Parallels Access 2.0 takes advantage of several technologies to do this, depending on your operating system:

  1. Apple Power Nap:

    This feature works on most Apple computers released since late 2010 with OS X 10.8 or later. It requires the “Enable Power Nap” option to be active (it’s on by default) in the Energy Saver settings.

    Parallels Access uses Power Nap’s semi-sleep mode to maintain the connection between the remote computer and Parallels servers. If the Parallels Access mobile app tries to connect to the computer, it will wake the computer and a connection will be established.

    This feature will work even if your MacBook Pro® or Air® laptop is closed.

    Important: The Power Nap feature will work only if your Mac is connected to the power source.

  2. Intel Smart Connect (ISCT)

    Intel® Smart Connect Technology (ISCT) is a proprietary tool similar to Apple Power Nap.

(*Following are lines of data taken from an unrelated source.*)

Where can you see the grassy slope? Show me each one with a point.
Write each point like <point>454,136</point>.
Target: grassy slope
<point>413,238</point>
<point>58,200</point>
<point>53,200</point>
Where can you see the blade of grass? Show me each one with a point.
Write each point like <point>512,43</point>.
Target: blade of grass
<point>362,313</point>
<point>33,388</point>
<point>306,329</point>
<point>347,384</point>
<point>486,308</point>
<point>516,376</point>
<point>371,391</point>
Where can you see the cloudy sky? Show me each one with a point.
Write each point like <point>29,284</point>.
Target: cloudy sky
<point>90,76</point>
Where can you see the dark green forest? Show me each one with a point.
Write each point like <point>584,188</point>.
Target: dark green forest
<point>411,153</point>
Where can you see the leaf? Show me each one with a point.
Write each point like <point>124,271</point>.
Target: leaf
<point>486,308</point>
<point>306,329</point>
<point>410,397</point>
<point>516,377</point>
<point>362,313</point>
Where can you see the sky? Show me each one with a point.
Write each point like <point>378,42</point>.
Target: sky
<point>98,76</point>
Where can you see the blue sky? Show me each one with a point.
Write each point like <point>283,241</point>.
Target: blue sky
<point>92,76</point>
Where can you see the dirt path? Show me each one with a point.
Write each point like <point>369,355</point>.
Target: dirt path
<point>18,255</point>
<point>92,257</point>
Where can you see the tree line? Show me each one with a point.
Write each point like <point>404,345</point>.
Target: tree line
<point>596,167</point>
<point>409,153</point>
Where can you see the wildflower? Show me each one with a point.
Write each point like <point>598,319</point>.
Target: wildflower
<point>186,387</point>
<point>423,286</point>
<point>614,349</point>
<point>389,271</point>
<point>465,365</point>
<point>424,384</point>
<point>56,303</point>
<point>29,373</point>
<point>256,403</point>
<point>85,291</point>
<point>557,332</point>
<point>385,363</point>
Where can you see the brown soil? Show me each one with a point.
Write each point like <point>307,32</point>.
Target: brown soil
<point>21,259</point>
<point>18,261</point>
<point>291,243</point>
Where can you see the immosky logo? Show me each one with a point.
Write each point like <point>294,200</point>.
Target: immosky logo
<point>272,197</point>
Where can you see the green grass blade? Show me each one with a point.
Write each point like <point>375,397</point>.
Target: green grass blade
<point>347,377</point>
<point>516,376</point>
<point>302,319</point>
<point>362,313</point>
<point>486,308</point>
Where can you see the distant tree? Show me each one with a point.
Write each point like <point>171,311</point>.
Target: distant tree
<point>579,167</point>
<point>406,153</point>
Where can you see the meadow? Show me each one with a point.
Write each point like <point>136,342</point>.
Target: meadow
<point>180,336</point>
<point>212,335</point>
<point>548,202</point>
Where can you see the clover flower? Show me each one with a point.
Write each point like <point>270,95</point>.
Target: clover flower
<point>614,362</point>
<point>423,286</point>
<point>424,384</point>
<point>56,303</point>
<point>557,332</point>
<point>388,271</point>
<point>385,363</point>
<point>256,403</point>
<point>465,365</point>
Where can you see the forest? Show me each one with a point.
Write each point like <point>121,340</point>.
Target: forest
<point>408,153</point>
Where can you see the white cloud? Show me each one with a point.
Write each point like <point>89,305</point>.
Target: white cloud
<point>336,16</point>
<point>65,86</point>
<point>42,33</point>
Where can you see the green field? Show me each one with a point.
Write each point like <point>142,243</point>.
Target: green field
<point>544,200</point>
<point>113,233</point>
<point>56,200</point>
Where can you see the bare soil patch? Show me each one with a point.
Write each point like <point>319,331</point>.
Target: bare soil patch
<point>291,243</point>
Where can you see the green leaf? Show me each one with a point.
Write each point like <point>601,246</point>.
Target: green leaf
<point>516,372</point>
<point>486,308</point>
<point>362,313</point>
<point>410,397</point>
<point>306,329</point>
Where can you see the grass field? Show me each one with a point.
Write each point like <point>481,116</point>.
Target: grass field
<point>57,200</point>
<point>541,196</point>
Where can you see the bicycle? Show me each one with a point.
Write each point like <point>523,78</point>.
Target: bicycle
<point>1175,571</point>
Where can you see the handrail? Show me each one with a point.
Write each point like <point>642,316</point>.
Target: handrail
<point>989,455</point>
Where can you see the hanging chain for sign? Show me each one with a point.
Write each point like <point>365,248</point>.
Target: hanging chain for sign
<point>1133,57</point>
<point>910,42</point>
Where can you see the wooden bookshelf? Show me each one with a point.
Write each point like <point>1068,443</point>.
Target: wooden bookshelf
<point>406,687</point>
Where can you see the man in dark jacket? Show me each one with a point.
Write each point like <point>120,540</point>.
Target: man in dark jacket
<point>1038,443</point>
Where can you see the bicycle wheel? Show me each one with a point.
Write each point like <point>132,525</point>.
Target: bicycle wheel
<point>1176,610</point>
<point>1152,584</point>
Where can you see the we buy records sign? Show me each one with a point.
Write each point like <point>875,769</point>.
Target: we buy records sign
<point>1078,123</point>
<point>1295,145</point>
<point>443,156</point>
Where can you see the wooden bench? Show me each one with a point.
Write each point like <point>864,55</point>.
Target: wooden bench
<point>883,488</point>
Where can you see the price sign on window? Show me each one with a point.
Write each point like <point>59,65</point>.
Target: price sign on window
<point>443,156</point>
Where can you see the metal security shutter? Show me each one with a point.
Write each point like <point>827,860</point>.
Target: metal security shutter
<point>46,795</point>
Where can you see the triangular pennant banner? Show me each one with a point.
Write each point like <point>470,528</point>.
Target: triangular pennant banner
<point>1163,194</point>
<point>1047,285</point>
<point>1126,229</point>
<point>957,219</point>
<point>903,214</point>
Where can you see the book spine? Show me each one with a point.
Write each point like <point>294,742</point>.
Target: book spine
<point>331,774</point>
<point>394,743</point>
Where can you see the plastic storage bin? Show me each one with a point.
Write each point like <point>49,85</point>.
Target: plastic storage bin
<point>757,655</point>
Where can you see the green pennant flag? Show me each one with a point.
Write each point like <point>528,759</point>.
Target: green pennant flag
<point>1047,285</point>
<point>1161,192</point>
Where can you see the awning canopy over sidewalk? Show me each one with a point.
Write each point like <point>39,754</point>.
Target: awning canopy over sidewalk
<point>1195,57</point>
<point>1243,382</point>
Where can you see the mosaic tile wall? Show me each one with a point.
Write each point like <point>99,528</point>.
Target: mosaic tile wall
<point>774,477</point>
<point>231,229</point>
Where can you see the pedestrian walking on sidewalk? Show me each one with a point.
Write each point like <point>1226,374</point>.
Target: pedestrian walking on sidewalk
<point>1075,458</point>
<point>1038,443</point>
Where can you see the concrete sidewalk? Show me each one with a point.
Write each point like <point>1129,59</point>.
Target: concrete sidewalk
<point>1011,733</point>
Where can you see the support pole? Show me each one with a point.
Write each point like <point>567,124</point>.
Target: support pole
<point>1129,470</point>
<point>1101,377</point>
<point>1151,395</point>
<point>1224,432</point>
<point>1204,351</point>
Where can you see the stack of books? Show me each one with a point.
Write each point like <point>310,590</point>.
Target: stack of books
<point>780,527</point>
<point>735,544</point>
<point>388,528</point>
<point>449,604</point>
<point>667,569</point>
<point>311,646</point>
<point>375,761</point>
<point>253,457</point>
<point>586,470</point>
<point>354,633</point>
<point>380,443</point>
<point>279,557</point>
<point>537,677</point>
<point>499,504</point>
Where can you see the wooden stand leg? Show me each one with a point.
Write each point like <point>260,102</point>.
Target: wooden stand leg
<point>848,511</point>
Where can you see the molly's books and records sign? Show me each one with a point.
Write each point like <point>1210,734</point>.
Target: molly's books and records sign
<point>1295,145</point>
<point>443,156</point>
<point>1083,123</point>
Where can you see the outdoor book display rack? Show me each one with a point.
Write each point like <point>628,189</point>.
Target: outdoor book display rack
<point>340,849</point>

It works only on Windows PCs with certain Intel CPUs and Intel chipsets manufactured starting in 2013, and it requires BIOS support.

    Depending on the computer’s manufacturer and configuration, it may be enabled or disabled by default.

    To enable ISCT support in BIOS, check one of the following BIOS menu items (depending on the BIOS version):

    • Advanced > PCH Configuration > Intel Smart Connect Technology > ISCT Configuration
    • Advanced > Intel Smart Connect Technology > Intel Smart Connect Technology
    • Settings > Advanced > Intel Smart Connect Technology

    ISCT also requires installing a utility that is available for Windows 7, 8 and 8.1. On most recent Windows computers that support ISCT, all necessary softwar should be installed by default. You can also download it from the Intel website.

    For more details on ISCT support, contact your computer’s manufacturer.

  3. Waking up over a local network

    On Mac:

    Most Mac computers support both Wake-on-Ethernet (WoL) and Wake-on-WiFi (WoWLAN).

    To enable WoL/WoWLAN, open System Preferences-> Energy Saver and enable the option "Wake for network access", "Wake for Ethernet network access" or "Wake for Wi-Fi network access", depending on the computer configuration.

    To see if your Mac supports WoWLAN:

    • While holding down the option key, click the Apple menu and select System Information…

    • In the Network section, click Wi-Fi.

      "Wake on Wireless" should be "supported".

    To know more about the Wake-on-LAN for Mac, see this Apple KB article.

    On PC

    In Windows, Wake-on-LAN can be enabled by configuring the network adapter: Control Panel -> Device Manager -> Network Adapters -> <LAN Adapter> -> Power Management -> "Allow this device to wake the computer"

    Note: In some cases, changing BIOS settings related to the Wake-on-LAN feature is required on Windows computers.

  4. Bonjour® Sleep Proxy

    Certain Apple devices, such as AirPort Express®, AirPort Extreme® Base Station, AirPort Time Capsule®, Apple TV®, and Mac computers running OS X 10.6 or later, can operate as helpers in a local network to wake up a sleeping computer.

    To learn more about Bonjour Sleep Proxy feature, see this Apple KB article.

  5. Waking up over the Internet

    UPnP and NAT/PMP are similar technologies that allow remote computer to be woken up over the internet. This works for most home internet connections that use routers with NAT, but it will not work for corporate networks.

    UPnP/NAT-PMP will work only in cases where there is a single NAT between the computer and the Internet. Make sure your Internet service provider assigned a permanent external IP address to your home network.

    Most network routers made in 2012 or later have UPnP enabled by default and will provide appropriate port forwarding from external an IP address to a local IP address. Also confirm that the following port ranges are enabled:

    • UPNP: Allowed internal port range – 1­-65535

    • NAT-PMP: Allowed external port range – 1­-65535

    AirPort and Time Capsule routers support NAT-PMP. To enable it, launch Airport Utility -> NAT/Network -> select “Enable NAT Port Mapping Protocol”.